Livre do perigo interno, o Planalto começou a tratar do perigo externo – o deputado Michel Temer (SP), presidente do PMDB, um político que não tem a confiança de Lula. O próprio ministro Wagner achava que Temer seria o nome de consenso da Casa, mas acabou atropelado pelo veto maciço das bancadas governistas (PT, PL, PTB e PP). O tiro fatal veio de dentro de casa, mais precisamente do presidente do Senado, Renan Calheiros (PMDB-AL) que trabalhou pesado pelo conterrâneo Aldo. Temer revidou a traição atirando em Renan da tribuna da Câmara: “Esta Casa não pode ser sucursal do presidente do Senado ou do Planalto.” Temer levou a bancada do ex-governador do Rio Anthony Garotinho (PMDB) a descarregar cerca de 40 votos em Nonô – produzindo um empate de 182 votos no primeiro turno que deixou o Planalto tenso e a oposição, eletrizada. Orientado por Lula, o governo em duas horas – tempo que separava o primeiro do segundo turno – reverteu votos preciosos da oposição. Para amansar o PL, o governo dobrou a Fazenda e descontingenciou R$ 700 milhões do Ministério dos Transportes, gerenciado pelo partido. Emissários do Executivo desembarcaram no Congresso, solícitos como nunca, para rever e atender os pleitos dos deputados mais aflitos.
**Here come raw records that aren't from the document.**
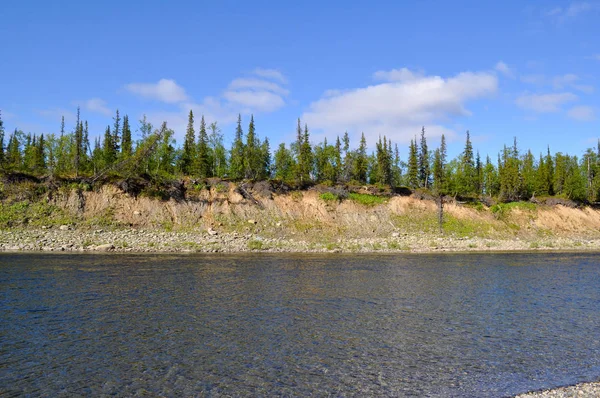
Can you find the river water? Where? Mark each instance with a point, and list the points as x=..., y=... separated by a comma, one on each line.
x=464, y=325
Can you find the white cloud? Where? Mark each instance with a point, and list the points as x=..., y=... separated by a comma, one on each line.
x=272, y=74
x=58, y=113
x=257, y=85
x=559, y=82
x=536, y=79
x=245, y=95
x=584, y=88
x=582, y=113
x=575, y=9
x=396, y=75
x=260, y=101
x=255, y=94
x=578, y=8
x=545, y=103
x=554, y=12
x=399, y=107
x=165, y=90
x=505, y=70
x=96, y=105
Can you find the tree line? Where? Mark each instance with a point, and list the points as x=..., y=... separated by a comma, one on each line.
x=515, y=175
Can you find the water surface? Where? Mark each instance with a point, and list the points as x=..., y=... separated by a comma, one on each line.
x=464, y=325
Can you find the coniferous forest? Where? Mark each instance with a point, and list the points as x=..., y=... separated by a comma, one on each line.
x=512, y=174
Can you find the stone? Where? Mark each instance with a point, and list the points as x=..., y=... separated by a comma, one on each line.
x=105, y=248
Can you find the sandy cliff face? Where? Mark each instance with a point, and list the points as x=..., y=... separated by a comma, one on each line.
x=223, y=206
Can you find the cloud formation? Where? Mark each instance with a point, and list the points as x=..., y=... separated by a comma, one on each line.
x=582, y=113
x=545, y=103
x=97, y=105
x=263, y=91
x=165, y=90
x=255, y=95
x=399, y=106
x=505, y=70
x=272, y=74
x=575, y=9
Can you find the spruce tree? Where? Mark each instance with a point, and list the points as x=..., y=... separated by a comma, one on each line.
x=424, y=168
x=307, y=157
x=466, y=173
x=236, y=162
x=126, y=143
x=284, y=164
x=265, y=157
x=361, y=162
x=188, y=156
x=13, y=151
x=252, y=155
x=203, y=157
x=217, y=150
x=116, y=139
x=413, y=165
x=108, y=149
x=2, y=156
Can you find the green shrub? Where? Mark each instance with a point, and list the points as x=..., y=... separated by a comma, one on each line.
x=366, y=199
x=328, y=197
x=255, y=245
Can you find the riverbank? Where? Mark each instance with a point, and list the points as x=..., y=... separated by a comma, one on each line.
x=584, y=390
x=229, y=217
x=73, y=239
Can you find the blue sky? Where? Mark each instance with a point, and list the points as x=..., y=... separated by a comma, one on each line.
x=498, y=69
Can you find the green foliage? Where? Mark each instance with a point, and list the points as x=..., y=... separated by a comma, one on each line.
x=26, y=213
x=366, y=199
x=329, y=197
x=255, y=244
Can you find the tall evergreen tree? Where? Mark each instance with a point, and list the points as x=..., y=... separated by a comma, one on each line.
x=2, y=156
x=126, y=143
x=116, y=139
x=203, y=157
x=217, y=150
x=423, y=160
x=236, y=162
x=466, y=173
x=188, y=156
x=108, y=149
x=413, y=165
x=253, y=158
x=284, y=164
x=361, y=162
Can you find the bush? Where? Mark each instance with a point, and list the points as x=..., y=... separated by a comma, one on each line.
x=255, y=245
x=329, y=197
x=366, y=199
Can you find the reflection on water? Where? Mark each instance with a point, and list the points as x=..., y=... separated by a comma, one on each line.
x=407, y=325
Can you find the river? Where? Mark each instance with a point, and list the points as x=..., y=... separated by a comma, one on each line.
x=464, y=325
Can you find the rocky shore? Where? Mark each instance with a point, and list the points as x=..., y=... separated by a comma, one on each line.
x=72, y=239
x=584, y=390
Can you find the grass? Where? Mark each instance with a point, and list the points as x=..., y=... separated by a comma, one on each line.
x=502, y=210
x=329, y=197
x=255, y=245
x=366, y=199
x=25, y=213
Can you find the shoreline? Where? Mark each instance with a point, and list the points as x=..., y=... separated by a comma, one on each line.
x=584, y=390
x=130, y=240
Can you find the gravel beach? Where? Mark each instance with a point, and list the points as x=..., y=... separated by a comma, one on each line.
x=584, y=390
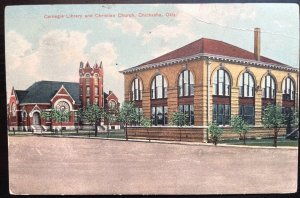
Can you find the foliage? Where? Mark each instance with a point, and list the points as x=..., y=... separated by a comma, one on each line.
x=240, y=127
x=273, y=118
x=57, y=115
x=179, y=119
x=145, y=122
x=127, y=115
x=215, y=132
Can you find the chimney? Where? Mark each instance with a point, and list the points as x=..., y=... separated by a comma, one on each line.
x=257, y=43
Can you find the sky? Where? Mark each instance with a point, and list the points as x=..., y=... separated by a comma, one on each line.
x=47, y=42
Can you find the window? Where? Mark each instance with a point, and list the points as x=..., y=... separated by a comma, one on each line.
x=112, y=105
x=288, y=88
x=96, y=91
x=87, y=79
x=159, y=115
x=88, y=91
x=221, y=83
x=159, y=87
x=13, y=109
x=96, y=79
x=62, y=106
x=189, y=111
x=247, y=113
x=87, y=101
x=96, y=101
x=221, y=114
x=136, y=89
x=246, y=85
x=268, y=87
x=185, y=84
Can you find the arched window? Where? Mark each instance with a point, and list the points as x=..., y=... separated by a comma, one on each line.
x=112, y=104
x=185, y=84
x=136, y=89
x=221, y=83
x=13, y=109
x=87, y=79
x=159, y=87
x=246, y=84
x=288, y=89
x=268, y=87
x=96, y=79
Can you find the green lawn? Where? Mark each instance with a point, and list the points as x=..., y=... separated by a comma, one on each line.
x=262, y=142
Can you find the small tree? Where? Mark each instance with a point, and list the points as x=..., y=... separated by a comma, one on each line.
x=215, y=132
x=147, y=123
x=110, y=117
x=273, y=118
x=58, y=115
x=240, y=127
x=93, y=114
x=127, y=115
x=179, y=119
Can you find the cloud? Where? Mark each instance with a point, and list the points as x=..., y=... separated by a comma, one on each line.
x=127, y=25
x=167, y=32
x=221, y=14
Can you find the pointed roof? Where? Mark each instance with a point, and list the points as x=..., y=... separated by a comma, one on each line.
x=43, y=91
x=207, y=46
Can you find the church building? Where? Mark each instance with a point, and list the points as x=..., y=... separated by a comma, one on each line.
x=25, y=106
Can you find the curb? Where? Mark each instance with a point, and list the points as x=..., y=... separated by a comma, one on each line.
x=168, y=142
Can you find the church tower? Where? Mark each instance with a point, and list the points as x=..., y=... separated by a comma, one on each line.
x=91, y=84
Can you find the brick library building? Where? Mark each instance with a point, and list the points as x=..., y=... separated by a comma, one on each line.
x=25, y=106
x=211, y=80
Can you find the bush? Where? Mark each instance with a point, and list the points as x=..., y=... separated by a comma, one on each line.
x=215, y=132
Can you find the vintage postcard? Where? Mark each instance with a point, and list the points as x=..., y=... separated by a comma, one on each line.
x=152, y=98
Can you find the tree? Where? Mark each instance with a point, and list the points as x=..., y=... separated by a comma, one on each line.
x=240, y=127
x=58, y=115
x=93, y=114
x=110, y=117
x=215, y=132
x=179, y=119
x=127, y=115
x=273, y=118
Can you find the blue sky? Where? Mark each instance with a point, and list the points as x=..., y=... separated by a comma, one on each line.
x=39, y=48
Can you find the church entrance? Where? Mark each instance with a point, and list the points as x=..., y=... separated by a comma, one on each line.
x=36, y=118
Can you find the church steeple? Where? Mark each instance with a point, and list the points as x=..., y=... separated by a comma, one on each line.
x=91, y=85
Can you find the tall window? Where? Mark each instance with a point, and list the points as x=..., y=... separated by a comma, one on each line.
x=188, y=110
x=288, y=88
x=96, y=79
x=246, y=84
x=159, y=87
x=247, y=113
x=221, y=83
x=268, y=87
x=136, y=89
x=87, y=79
x=88, y=91
x=221, y=114
x=159, y=115
x=186, y=84
x=96, y=91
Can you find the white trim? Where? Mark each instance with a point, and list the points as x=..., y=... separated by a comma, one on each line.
x=64, y=100
x=210, y=56
x=68, y=94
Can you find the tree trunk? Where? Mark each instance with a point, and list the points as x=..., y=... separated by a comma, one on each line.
x=126, y=131
x=275, y=137
x=96, y=129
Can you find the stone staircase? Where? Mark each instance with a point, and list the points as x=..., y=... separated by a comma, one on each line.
x=37, y=128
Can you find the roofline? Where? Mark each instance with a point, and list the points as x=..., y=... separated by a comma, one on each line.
x=212, y=57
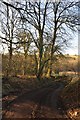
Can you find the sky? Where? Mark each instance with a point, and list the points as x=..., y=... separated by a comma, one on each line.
x=72, y=49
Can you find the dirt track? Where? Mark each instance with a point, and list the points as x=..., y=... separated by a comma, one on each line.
x=39, y=103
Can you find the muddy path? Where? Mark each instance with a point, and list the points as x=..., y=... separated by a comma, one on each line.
x=39, y=103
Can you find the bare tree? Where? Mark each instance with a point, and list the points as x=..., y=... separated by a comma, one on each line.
x=51, y=21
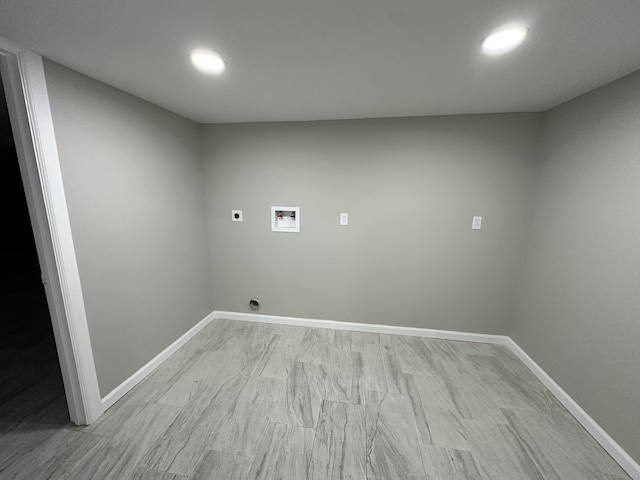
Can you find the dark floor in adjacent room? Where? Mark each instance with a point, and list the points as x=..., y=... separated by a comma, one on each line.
x=247, y=400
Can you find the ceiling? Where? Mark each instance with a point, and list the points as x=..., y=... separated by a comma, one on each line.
x=334, y=59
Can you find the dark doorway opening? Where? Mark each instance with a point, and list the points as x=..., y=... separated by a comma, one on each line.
x=31, y=388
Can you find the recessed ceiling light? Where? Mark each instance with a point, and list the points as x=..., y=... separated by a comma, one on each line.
x=503, y=40
x=207, y=61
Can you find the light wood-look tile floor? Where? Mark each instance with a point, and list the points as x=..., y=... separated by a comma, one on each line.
x=246, y=400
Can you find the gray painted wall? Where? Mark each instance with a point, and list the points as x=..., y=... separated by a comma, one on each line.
x=133, y=179
x=410, y=186
x=578, y=305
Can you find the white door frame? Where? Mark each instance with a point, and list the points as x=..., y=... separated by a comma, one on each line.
x=30, y=113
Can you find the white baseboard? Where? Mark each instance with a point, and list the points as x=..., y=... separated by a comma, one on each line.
x=365, y=327
x=597, y=432
x=121, y=390
x=608, y=443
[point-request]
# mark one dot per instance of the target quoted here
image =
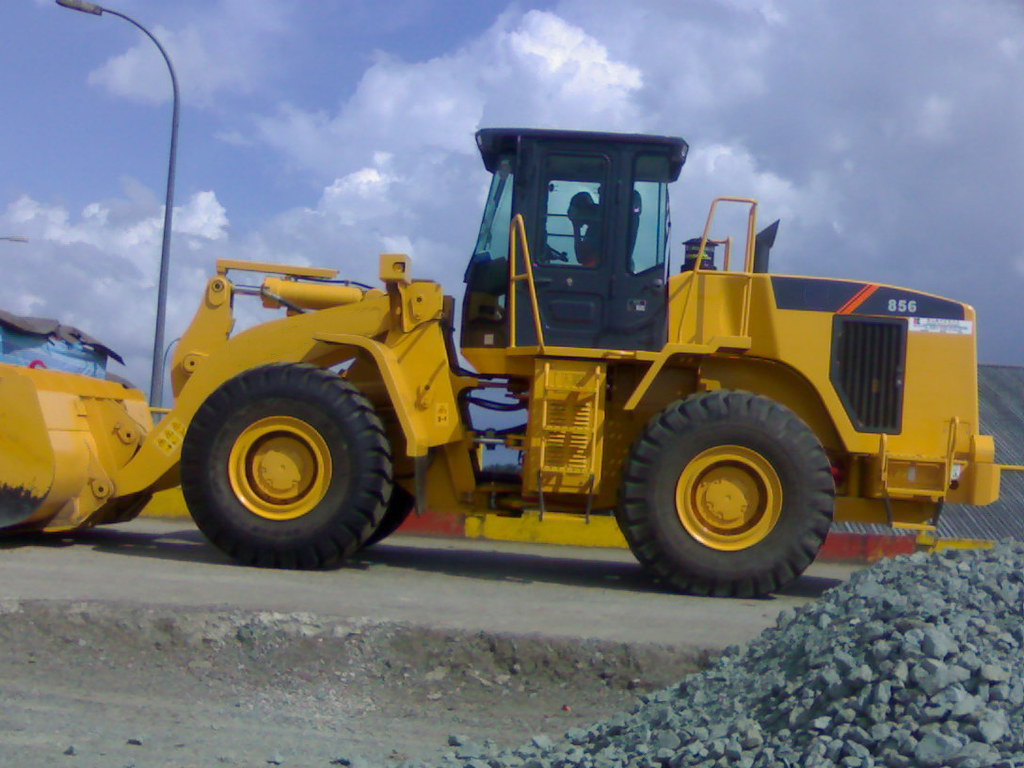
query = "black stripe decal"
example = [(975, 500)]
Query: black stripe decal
[(822, 295)]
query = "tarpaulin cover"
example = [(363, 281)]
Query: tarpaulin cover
[(41, 342)]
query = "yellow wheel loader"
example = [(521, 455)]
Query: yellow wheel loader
[(717, 416)]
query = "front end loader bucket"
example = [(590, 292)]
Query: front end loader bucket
[(27, 469), (62, 438)]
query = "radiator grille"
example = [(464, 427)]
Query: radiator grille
[(867, 370)]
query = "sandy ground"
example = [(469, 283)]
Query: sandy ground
[(140, 646)]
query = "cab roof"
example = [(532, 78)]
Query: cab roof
[(496, 142)]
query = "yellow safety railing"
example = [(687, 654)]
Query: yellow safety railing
[(517, 236), (752, 223)]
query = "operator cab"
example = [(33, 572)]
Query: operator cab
[(595, 209)]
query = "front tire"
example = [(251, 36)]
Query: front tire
[(726, 494), (287, 466)]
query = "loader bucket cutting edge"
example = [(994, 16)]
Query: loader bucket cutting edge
[(27, 467)]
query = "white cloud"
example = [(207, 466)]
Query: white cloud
[(98, 269), (224, 50)]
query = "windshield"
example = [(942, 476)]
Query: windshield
[(493, 242)]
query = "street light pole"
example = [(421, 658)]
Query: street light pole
[(157, 375)]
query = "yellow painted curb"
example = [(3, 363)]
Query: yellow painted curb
[(602, 530), (168, 503)]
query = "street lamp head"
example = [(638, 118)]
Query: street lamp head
[(82, 6)]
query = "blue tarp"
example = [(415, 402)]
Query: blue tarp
[(40, 342)]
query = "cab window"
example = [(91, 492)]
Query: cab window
[(649, 224), (574, 211)]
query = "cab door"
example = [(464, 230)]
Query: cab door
[(597, 231)]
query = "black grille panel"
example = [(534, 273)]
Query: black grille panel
[(867, 367)]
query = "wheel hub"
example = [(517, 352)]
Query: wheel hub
[(280, 468), (728, 498)]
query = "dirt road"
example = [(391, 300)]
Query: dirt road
[(140, 645)]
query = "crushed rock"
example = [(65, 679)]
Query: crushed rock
[(915, 662)]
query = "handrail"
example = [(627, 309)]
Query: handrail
[(752, 223), (517, 231)]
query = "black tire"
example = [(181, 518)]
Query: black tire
[(720, 454), (287, 466), (398, 509)]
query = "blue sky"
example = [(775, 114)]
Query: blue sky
[(887, 136)]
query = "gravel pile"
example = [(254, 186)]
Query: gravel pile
[(915, 662)]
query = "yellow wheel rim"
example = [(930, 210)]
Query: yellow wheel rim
[(728, 498), (280, 468)]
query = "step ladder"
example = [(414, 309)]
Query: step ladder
[(564, 432)]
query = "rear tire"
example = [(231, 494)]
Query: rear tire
[(726, 494), (287, 466)]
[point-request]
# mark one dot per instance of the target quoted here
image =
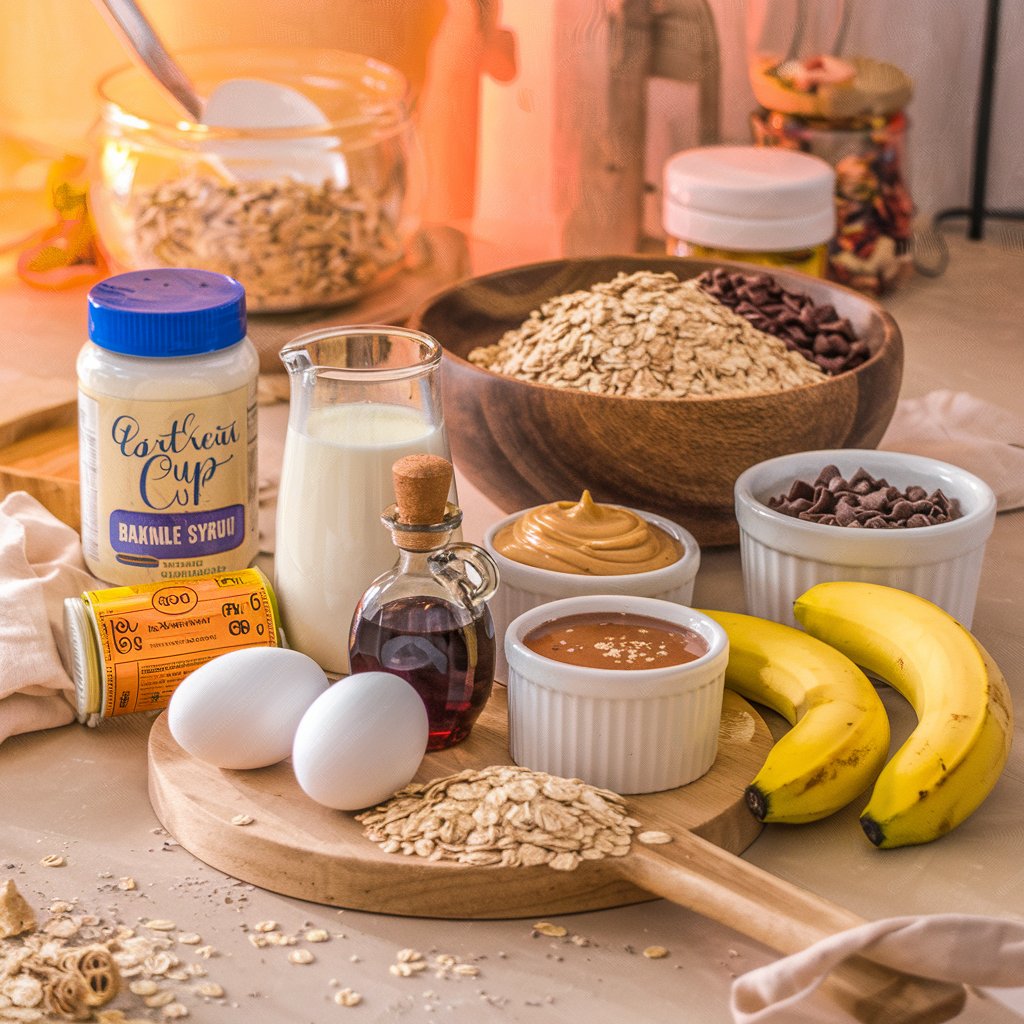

Até quem não era mais deputado foi beneficiado: Valdemar Costa Neto, presidente do PL e um dos mensaleiros, que renunciou há 58 dias, conseguiu faturar um repasse de R$ 100 mil. Também Severino, que renunciou no dia 21, conseguiu destrancar os cofres (leia quadros acima). Nos últimos 15 dias, por coincidência, uma centena de parlamentares teve o mesmo privilégio.

Lula não sabe, mas ele deve a vitória de Aldo a quem não tem mandato – Marisa, sua mulher. Cinco minutos antes de abrir o segundo turno de votação, o decisivo PTB ameaçou rachar em favor de Nonô. Dona Ika Fleury, mulher do candidato petebista, irrompeu na reunião da bancada para pregar a rebelião: “Fleury não pode ser o caudatário de Lula”, disse, ante o silêncio geral. Quem enfrentou a mulher foi o próprio marido, que lembrou o veto do PT ao seu nome, em 1990, na disputa pelo governo paulista contra Maluf (PP). “Mas dona Marisa, mulher do Lula, me procurou no comitê, pediu votos na rua e votou em mim. E eu ganhei a eleição. É por ela que vou votar em Aldo. Por lealdade a dona Marisa!”, rebateu Fleury. Dona Ika engoliu em seco. Quando a vitória foi consagrada com 30 votos petebistas, o celular de Fleury tocou. “Obrigado! A vitória de Aldo é uma vitória sua”, proclamou um agradecido Lula.